As far as what to do with it when you're done - that may be for someone else to figure out, but the important thing will be getting it written down.

102 years! Man, you were blessed! My Dad died when I was 13 - 51 years ago, and I still have stories that I haven't finished. . . .
 
What an awsome undertakeing!!The project probably not get 'done' till the end of your lifetime.Then the children/grandchildren will finish/publish it.But that's OK.Get them involved in it early,It will become a family project.As was said,take notes/reminders as they come to mind,to write in detail later.Good Luck!
 
Do not worry if it is finished, just enjoy the process. I "talk" with my dad when I work on his equipment or use his tools. I know he is there with me in spirit.
 
We have a very active historical sociality in our county and some folks have already donated things like you will be doing, Old form records, Maps, personal papers etc. Your local group would love to have records and memories of a 102 yr. old
 
As an old geezer, I would encourage anyone to keep some sort of record of their life's events, and recollections of their parents. I started several years ago writing down all my father's funny sayings, and the old family stories he told. I'm also in the process of writing my own life story, which will utilize old family photos that now mean nothing to my daughters. I have two small grandsons who live far away from me, and they will know nothing of my family if I don't write it down.
 
Make copies for your family members so they can remember and pass it down to the next generation.

Make sure your local/county genealogical and history organizations have a copy so future generations can read what it was like in the "good old days"
 
Just Another Old Geezer"; first off, sorry for your loss.

The link below is Wisconsin author Jerry Apps; he holds at least two workshops each year 'Writing From Your Life'. I attended a one day workshop two years ago and thoroughly enjoyed it. You probably aren't anywhere Wisc. though.

Jerry suggests writing stuff down, as you did and then self-publishing as software is readily available. Or, use your manuscripts and making copies. As suggested, local histerical
:lol: societies should-would really appreciate such first person life experiences.

Poke for Jerry Apps, he writes a weekly blog; good reading and I have several of his books and enjoy them.

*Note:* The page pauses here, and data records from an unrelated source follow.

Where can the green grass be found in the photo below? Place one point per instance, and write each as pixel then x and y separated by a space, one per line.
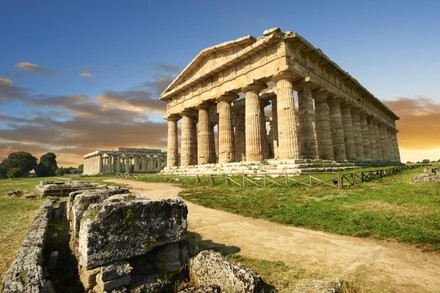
pixel 388 208
pixel 16 214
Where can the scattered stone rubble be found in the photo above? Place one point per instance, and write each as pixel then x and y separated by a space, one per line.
pixel 26 273
pixel 429 175
pixel 210 268
pixel 126 241
pixel 123 243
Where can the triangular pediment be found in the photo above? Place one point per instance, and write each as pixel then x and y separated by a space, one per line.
pixel 210 58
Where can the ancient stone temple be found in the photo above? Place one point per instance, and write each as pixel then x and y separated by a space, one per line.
pixel 124 160
pixel 274 99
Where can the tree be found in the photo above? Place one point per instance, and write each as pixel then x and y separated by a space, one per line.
pixel 18 165
pixel 47 165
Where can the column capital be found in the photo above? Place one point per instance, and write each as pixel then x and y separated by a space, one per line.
pixel 172 117
pixel 256 86
pixel 206 105
pixel 227 97
pixel 285 74
pixel 189 112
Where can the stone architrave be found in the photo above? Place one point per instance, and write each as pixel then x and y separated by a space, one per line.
pixel 337 130
pixel 225 131
pixel 254 150
pixel 287 132
pixel 323 127
pixel 306 115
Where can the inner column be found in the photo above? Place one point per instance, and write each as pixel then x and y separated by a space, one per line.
pixel 254 151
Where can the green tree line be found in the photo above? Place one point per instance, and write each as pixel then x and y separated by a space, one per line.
pixel 20 164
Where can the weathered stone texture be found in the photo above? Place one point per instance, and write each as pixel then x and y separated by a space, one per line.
pixel 210 268
pixel 26 273
pixel 112 231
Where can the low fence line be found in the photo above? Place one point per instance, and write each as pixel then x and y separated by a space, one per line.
pixel 331 179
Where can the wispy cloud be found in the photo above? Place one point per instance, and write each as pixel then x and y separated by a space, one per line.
pixel 10 92
pixel 79 124
pixel 33 68
pixel 85 73
pixel 419 122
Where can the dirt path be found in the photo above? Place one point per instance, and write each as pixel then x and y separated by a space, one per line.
pixel 395 266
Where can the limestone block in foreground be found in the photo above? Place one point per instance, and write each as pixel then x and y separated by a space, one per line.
pixel 26 273
pixel 80 201
pixel 210 268
pixel 112 231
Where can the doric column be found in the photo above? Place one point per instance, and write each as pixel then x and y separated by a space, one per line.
pixel 337 130
pixel 395 145
pixel 372 136
pixel 264 142
pixel 365 136
pixel 358 139
pixel 212 123
pixel 254 151
pixel 287 132
pixel 118 164
pixel 239 123
pixel 275 126
pixel 172 145
pixel 323 127
pixel 101 164
pixel 187 157
pixel 378 141
pixel 194 140
pixel 203 140
pixel 306 115
pixel 347 123
pixel 225 132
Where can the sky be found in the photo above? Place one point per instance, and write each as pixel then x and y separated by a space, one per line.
pixel 78 76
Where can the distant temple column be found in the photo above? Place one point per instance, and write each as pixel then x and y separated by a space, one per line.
pixel 287 133
pixel 225 130
pixel 306 115
pixel 358 138
pixel 239 123
pixel 254 151
pixel 187 157
pixel 172 147
pixel 337 129
pixel 323 128
pixel 203 133
pixel 275 126
pixel 372 136
pixel 347 122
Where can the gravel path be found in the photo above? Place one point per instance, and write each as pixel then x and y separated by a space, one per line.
pixel 396 267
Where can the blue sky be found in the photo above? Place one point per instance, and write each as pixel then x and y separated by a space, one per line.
pixel 76 76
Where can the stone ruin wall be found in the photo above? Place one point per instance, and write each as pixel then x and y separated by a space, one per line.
pixel 319 112
pixel 124 160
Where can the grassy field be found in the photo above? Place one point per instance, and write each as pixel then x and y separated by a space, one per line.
pixel 388 208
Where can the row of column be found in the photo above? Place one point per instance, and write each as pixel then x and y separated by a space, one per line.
pixel 109 163
pixel 323 127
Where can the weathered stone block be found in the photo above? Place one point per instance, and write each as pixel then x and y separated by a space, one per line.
pixel 80 201
pixel 210 268
pixel 115 270
pixel 113 231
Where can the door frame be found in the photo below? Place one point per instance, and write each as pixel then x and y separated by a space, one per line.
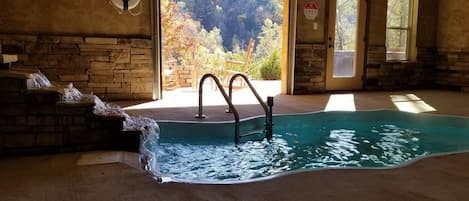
pixel 346 83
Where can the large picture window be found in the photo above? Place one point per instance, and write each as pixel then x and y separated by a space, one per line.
pixel 398 30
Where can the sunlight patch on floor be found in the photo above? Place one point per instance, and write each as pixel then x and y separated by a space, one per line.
pixel 187 97
pixel 341 102
pixel 411 103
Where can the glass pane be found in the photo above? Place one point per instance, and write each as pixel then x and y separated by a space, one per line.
pixel 396 44
pixel 345 38
pixel 214 36
pixel 398 13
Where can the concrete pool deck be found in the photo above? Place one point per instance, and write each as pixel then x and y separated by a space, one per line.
pixel 62 177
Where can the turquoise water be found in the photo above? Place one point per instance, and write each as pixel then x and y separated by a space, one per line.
pixel 206 152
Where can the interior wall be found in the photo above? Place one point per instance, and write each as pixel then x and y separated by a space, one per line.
pixel 453 44
pixel 377 23
pixel 453 24
pixel 310 51
pixel 306 32
pixel 72 17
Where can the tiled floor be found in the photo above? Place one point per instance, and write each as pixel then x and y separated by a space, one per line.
pixel 59 177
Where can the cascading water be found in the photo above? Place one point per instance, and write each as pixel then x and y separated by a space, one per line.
pixel 148 127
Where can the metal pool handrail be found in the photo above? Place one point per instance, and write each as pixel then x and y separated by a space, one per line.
pixel 267 110
pixel 200 115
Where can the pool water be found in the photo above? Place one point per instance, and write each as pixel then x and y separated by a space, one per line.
pixel 205 152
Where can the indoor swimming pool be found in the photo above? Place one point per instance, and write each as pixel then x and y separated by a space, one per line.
pixel 206 153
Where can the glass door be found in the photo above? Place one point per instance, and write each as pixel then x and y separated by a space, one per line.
pixel 345 44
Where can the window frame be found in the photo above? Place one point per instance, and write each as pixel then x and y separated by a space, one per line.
pixel 410 32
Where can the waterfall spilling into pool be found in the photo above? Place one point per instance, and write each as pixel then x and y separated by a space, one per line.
pixel 205 152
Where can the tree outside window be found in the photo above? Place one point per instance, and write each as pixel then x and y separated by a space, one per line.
pixel 398 30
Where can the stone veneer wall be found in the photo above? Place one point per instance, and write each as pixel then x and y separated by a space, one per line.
pixel 381 74
pixel 36 121
pixel 111 68
pixel 453 69
pixel 310 68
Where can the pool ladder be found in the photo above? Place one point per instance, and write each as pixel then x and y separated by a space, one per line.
pixel 231 109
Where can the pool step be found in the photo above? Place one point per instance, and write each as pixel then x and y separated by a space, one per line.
pixel 253 132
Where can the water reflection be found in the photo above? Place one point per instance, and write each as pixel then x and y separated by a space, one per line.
pixel 382 145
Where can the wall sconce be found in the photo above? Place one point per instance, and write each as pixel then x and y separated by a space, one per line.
pixel 126 5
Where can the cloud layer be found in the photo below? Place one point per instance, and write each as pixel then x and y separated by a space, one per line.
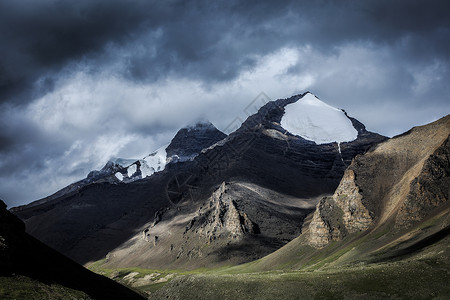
pixel 81 81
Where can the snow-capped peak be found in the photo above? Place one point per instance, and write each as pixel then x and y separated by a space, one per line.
pixel 314 120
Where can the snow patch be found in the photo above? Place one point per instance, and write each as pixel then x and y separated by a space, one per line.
pixel 154 162
pixel 131 170
pixel 119 176
pixel 317 121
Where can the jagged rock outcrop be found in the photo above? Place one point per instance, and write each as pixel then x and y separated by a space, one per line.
pixel 28 262
pixel 403 179
pixel 221 219
pixel 340 214
pixel 428 190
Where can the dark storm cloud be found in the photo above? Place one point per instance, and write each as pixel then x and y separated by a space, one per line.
pixel 208 40
pixel 72 73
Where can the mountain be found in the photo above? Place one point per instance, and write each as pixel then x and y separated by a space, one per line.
pixel 219 199
pixel 383 234
pixel 30 270
pixel 391 203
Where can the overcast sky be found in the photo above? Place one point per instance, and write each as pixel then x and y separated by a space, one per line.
pixel 83 81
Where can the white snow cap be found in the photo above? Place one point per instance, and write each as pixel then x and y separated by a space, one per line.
pixel 317 121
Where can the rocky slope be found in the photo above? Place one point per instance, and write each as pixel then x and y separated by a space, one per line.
pixel 23 259
pixel 391 203
pixel 402 180
pixel 270 180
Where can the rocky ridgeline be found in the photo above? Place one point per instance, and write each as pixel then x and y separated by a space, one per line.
pixel 404 179
pixel 220 218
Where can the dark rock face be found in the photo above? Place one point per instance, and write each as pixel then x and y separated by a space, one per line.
pixel 21 254
pixel 263 152
pixel 98 218
pixel 403 180
pixel 429 190
pixel 190 141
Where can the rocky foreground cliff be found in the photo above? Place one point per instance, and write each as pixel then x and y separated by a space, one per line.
pixel 31 270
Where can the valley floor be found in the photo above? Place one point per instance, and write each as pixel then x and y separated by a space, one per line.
pixel 419 277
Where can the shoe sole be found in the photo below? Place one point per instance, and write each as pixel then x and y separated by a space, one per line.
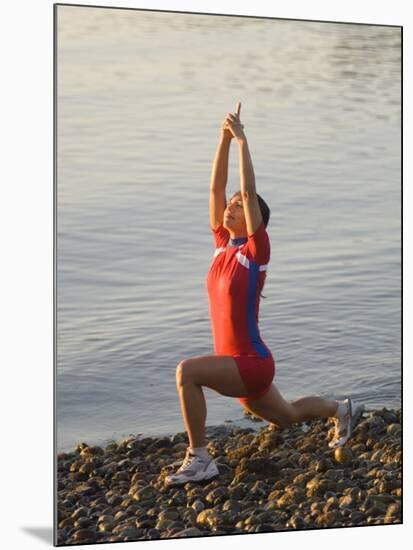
pixel 354 417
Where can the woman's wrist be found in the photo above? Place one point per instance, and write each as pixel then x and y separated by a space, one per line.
pixel 242 139
pixel 226 136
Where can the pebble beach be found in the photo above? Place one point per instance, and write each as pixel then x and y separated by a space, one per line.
pixel 271 479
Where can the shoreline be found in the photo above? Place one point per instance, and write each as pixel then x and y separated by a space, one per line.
pixel 271 479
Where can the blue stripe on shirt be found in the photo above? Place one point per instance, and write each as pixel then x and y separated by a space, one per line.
pixel 253 280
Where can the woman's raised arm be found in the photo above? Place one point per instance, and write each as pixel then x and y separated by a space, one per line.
pixel 253 216
pixel 219 177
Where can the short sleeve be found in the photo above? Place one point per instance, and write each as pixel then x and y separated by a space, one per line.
pixel 221 236
pixel 258 246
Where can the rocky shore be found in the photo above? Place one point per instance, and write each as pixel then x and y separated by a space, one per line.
pixel 271 479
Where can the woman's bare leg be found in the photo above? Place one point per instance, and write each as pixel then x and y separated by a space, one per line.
pixel 275 409
pixel 219 373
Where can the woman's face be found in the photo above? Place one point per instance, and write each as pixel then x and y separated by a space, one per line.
pixel 234 218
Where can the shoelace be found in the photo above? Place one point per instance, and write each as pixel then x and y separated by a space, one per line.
pixel 187 461
pixel 340 433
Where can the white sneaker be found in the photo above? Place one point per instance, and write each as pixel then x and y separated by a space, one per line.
pixel 193 468
pixel 345 425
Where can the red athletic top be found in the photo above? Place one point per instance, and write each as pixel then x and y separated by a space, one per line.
pixel 234 284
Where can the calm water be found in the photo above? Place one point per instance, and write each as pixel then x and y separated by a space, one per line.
pixel 141 98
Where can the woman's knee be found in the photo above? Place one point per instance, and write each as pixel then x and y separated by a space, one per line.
pixel 288 417
pixel 183 372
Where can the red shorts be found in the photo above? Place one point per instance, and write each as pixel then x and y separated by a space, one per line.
pixel 257 374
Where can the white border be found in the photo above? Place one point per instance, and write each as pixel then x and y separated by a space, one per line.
pixel 27 269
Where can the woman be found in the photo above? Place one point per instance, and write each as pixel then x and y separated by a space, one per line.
pixel 242 366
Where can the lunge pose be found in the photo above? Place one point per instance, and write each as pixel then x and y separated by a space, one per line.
pixel 243 366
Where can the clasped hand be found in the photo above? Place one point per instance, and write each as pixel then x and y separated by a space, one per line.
pixel 232 126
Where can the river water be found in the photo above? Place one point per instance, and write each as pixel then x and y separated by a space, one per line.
pixel 141 96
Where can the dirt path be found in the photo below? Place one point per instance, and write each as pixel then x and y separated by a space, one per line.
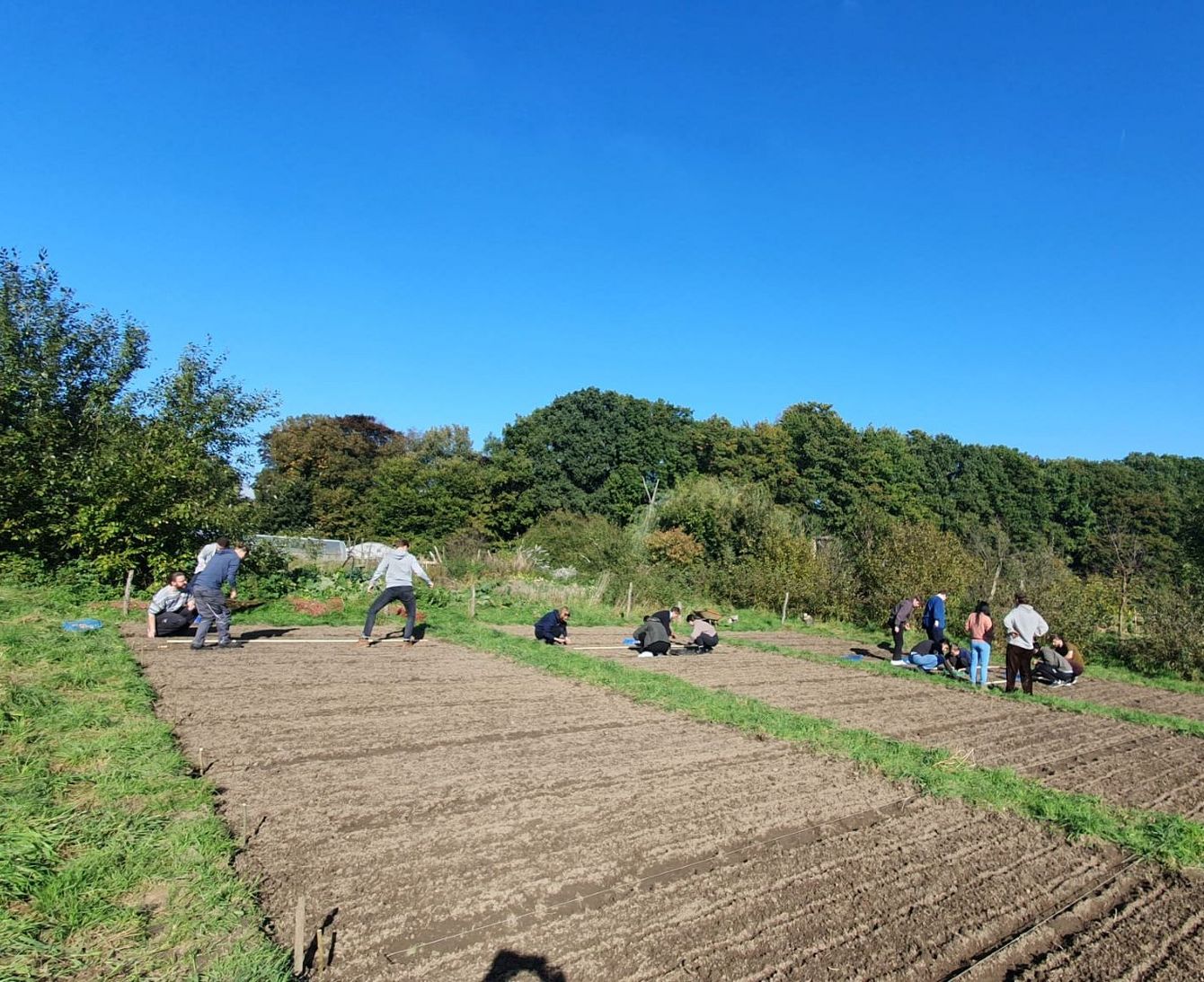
pixel 1123 763
pixel 464 818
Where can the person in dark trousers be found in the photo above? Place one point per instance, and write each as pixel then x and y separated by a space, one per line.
pixel 399 570
pixel 934 620
pixel 899 619
pixel 171 608
pixel 668 616
pixel 553 627
pixel 651 637
pixel 211 602
pixel 1023 627
pixel 704 635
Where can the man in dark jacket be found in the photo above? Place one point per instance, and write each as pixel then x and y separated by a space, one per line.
pixel 553 627
pixel 899 617
pixel 934 620
pixel 211 602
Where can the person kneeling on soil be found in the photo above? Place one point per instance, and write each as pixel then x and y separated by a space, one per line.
pixel 1052 668
pixel 651 637
pixel 928 655
pixel 553 627
pixel 704 635
pixel 1074 658
pixel 171 609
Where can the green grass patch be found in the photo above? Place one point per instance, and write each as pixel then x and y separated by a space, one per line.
pixel 1168 839
pixel 112 861
pixel 1062 704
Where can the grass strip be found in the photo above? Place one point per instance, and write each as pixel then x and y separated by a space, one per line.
pixel 1164 837
pixel 113 863
pixel 1182 725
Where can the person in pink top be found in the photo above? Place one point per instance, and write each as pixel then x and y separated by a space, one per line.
pixel 981 630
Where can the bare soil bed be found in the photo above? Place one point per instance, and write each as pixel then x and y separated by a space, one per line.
pixel 1123 763
pixel 1087 688
pixel 461 818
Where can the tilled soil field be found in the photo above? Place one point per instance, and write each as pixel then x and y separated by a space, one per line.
pixel 1123 763
pixel 1087 688
pixel 456 816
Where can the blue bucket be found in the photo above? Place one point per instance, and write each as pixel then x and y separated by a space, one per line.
pixel 87 624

http://jerryapps.blogspot.com/2013/12/winter-solstice.html

What a great project and you are to be commended for providing care for your dad!
 
Old Geezer, thanks for your post, it's telling me what I should do about the memories with my Dad
I was 29 when my Dad was killed on the job 12/05/1989 (a load of large pipe broke way as they were loading a truck at the finish of the job), he worked commercial construction Dallas area, I was adopted with my 3 younger sisters when I was 6 (9 yrs. later they had a baby my baby sister ,girl catcher too LOL that's another story) we lived on a few small farms for most of my life (probably 90+%) and I remember a lot of times with my Dad, where I live now is the place they purchased in '78 a short time later my Dad purchased a '55 Ford 850 after that we became part owners of this tractor I would do the repairs and maintenance on it together we built a 3 point blade for it to maintain our drive, I still have possession of this tractor I used it for a few years after he was killed then a lot of stuff happened and things nearly fell apart and it set for several years but just a few months ago with my baby sisters support I've got that tractor back up and going, there are a lot of memories with my Dad and I with that tractor and other memories around this small place (27.8 acres) and the other places we lived, I could sit here for hours and tell them but I want right now maybe I'll write them out and post them from time to time.

Thanks Old Geezer
Patrick
 
Something else that may be of value is a video of you telling these stories. My wife passed away in August at the age of 38. We knew that it was coming (cancer). Any way a few weeks before she died she got with some folks at our church and made a video for each one of our boys. She talked about when they were born and a few other stories. She told them what she thought was important for them to strive for (be Godly and educated). We watched those videos a few weeks ago. Was really nice to see her and hear her words of wisdom.